Thank you Cate Whittle for the write up below.
Canberra put on its best attempt at chilly autumn weather for the gathering of hardy illustrators and writers coming along for the workshop style afternoon of Poetry, Pictures, & Polishing on the last Saturday afternoon of March, and the air conditioning at ALIA House decided to join in by getting stuck on ‘cold’!
Resilient to the last, with wraps and cardies pulled tight around our shoulders, we persevered to enjoy three spectacular sessions presented by our talented workshop leaders, who all had so much to share.
We also took the opportunity to say a sad farewell to James Redden from Harry Hartog Booksellers who is moving on and will no longer be joining us to support our gatherings with his friendly countenance and tableful of treasures to buy. James has been to every event and even entertained us enormously last year when he went up against Jack Heath (once bookseller at Dymocks and now full time writer) in the Battle of the Booksellers.
All of us send our very best wishes to James for his future endeavours, and secretly hope that he has a book or two in him and will come along and join us in the group!

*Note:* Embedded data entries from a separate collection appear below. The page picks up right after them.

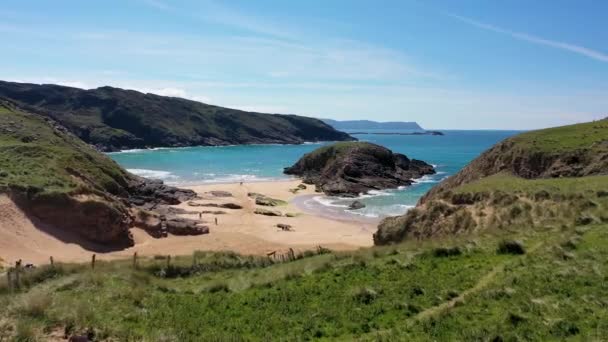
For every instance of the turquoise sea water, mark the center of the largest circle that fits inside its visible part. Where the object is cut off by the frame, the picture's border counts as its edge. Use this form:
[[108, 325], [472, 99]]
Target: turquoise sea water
[[200, 165]]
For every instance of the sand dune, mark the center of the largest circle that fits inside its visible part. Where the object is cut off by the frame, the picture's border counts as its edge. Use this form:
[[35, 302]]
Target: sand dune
[[242, 230]]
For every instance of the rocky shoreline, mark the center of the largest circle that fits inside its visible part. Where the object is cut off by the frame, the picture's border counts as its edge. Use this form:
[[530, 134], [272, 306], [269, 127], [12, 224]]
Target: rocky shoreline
[[352, 168]]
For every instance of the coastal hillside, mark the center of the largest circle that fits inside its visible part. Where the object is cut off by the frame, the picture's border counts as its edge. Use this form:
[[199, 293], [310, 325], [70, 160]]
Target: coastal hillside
[[113, 119], [550, 177], [525, 285], [352, 168], [60, 181], [367, 124]]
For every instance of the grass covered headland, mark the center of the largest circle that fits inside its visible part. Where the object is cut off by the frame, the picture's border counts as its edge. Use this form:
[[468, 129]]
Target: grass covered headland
[[513, 248], [542, 284]]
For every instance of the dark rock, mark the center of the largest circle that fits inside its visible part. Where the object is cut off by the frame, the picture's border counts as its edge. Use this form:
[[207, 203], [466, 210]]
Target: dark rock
[[511, 247], [218, 193], [216, 205], [183, 226], [267, 212], [356, 205], [284, 227], [154, 191], [348, 169]]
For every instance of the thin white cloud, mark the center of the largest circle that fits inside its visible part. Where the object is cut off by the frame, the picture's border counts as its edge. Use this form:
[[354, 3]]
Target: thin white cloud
[[157, 4], [581, 50]]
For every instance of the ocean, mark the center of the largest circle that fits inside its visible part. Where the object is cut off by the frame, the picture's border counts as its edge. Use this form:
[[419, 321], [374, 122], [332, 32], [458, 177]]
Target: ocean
[[249, 163]]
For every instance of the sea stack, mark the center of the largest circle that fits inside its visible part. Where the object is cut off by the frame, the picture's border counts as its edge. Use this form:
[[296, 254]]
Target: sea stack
[[351, 168]]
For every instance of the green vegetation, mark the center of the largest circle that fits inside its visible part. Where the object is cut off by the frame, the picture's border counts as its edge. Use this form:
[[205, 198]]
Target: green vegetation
[[40, 159], [516, 185], [566, 138], [452, 289]]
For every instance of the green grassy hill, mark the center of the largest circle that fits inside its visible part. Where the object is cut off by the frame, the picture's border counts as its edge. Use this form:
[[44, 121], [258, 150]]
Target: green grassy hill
[[489, 287], [550, 177], [59, 180], [113, 119], [531, 267]]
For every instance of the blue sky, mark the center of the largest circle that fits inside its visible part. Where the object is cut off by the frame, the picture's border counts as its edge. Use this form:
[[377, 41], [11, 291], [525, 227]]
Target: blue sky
[[445, 64]]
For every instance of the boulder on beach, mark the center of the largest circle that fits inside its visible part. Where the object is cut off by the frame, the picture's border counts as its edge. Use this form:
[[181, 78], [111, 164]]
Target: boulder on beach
[[220, 193], [267, 212], [356, 205], [216, 205], [352, 168], [284, 227], [264, 200]]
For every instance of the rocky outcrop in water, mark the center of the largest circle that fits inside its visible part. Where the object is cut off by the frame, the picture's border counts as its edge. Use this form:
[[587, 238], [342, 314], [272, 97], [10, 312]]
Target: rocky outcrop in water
[[58, 180], [352, 168], [548, 178]]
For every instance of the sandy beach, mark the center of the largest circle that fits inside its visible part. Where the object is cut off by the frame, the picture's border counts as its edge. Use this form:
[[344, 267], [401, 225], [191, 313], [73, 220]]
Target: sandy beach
[[239, 230]]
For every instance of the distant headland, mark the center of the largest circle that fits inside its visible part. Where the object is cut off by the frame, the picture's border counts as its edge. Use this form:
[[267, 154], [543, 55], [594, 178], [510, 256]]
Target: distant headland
[[367, 124]]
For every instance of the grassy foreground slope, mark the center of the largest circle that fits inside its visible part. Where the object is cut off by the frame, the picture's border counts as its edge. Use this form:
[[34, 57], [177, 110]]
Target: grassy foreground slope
[[552, 177], [114, 119], [59, 179], [551, 286]]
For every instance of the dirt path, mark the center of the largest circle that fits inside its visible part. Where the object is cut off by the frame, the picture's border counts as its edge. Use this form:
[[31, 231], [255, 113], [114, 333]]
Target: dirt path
[[480, 285]]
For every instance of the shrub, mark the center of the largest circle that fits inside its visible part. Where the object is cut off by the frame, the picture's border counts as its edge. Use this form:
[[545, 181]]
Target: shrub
[[35, 304], [447, 251], [218, 287], [365, 295], [511, 247]]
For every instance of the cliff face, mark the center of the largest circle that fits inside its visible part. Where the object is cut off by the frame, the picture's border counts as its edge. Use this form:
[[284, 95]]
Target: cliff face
[[554, 176], [62, 181], [366, 124], [112, 119], [348, 169]]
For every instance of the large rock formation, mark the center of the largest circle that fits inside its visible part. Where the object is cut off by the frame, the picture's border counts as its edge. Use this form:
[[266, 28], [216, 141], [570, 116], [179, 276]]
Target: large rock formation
[[113, 119], [352, 168], [55, 177], [551, 177]]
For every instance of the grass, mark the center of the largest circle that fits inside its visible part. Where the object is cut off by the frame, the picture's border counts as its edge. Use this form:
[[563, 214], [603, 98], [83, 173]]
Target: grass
[[38, 159], [513, 185], [397, 292], [565, 138]]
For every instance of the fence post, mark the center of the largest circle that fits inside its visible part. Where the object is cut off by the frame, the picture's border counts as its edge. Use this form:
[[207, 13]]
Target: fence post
[[17, 275], [135, 260], [9, 279]]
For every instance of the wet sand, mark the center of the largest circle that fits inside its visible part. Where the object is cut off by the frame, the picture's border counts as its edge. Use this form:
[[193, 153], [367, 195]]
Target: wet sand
[[239, 230]]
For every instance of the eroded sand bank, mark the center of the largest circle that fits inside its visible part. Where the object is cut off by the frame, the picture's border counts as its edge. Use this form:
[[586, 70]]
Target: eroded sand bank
[[239, 230]]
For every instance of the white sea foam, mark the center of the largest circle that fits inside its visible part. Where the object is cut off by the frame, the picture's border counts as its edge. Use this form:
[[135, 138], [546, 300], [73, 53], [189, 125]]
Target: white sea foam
[[234, 178], [329, 201], [157, 174], [384, 211], [426, 179]]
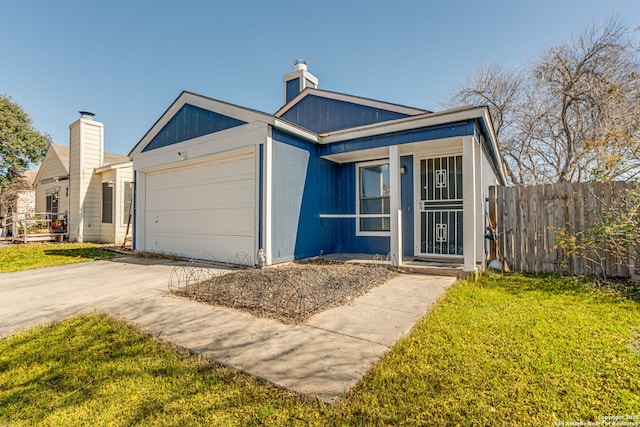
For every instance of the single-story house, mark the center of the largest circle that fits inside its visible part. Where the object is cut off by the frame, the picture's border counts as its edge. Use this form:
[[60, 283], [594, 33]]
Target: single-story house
[[86, 191], [327, 173]]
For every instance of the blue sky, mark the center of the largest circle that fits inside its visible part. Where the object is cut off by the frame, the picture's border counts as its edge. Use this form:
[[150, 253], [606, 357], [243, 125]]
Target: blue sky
[[127, 61]]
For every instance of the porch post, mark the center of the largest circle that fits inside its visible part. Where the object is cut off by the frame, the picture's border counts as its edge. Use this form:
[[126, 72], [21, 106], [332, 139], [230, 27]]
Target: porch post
[[394, 204], [469, 222]]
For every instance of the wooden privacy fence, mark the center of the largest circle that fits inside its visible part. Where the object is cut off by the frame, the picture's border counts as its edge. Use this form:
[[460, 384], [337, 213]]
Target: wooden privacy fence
[[527, 221]]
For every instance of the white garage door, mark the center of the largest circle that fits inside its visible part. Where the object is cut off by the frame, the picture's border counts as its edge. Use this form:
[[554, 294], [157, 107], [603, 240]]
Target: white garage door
[[203, 209]]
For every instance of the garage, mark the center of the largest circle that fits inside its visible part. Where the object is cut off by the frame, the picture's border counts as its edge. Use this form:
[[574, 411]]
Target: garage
[[203, 208]]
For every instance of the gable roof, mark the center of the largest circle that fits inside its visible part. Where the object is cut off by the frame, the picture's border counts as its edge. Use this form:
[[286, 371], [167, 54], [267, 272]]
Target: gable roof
[[221, 115], [323, 111], [62, 152]]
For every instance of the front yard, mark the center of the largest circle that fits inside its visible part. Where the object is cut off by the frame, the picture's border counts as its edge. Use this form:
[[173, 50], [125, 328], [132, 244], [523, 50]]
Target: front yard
[[505, 350], [28, 256]]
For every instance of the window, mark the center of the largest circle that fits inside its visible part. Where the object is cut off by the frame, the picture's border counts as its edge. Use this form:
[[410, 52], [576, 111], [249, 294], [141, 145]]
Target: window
[[107, 202], [373, 198], [52, 203], [126, 206]]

Harry Laing ‘broke the ice’ in his indomitable style with poetry, performing a number of pieces and inspiring us to have a go. Whilst some of us took a while to ‘warm up’, others dived right in and penned some fabulous poems based around made up mythical creatures, something annoying, interesting titles (like The Whale who Wanted to Live on Land), focusing on consonants (for some super powered alliteration), and verb poems – where the only words we could use were, yes, verbs!
Harry also shared his expertise and knowledge about rhythm and rhyme, flow and repetition, and how sound is such an important element of poetry. As always, Harry’s enthusiasm set the rhythm of the session and caught us all up in the flow.
We also got to preview Harry’s new book, Moon Fish, which is a delight of poetry supported by pictures from a whole raft of amazing illustrators.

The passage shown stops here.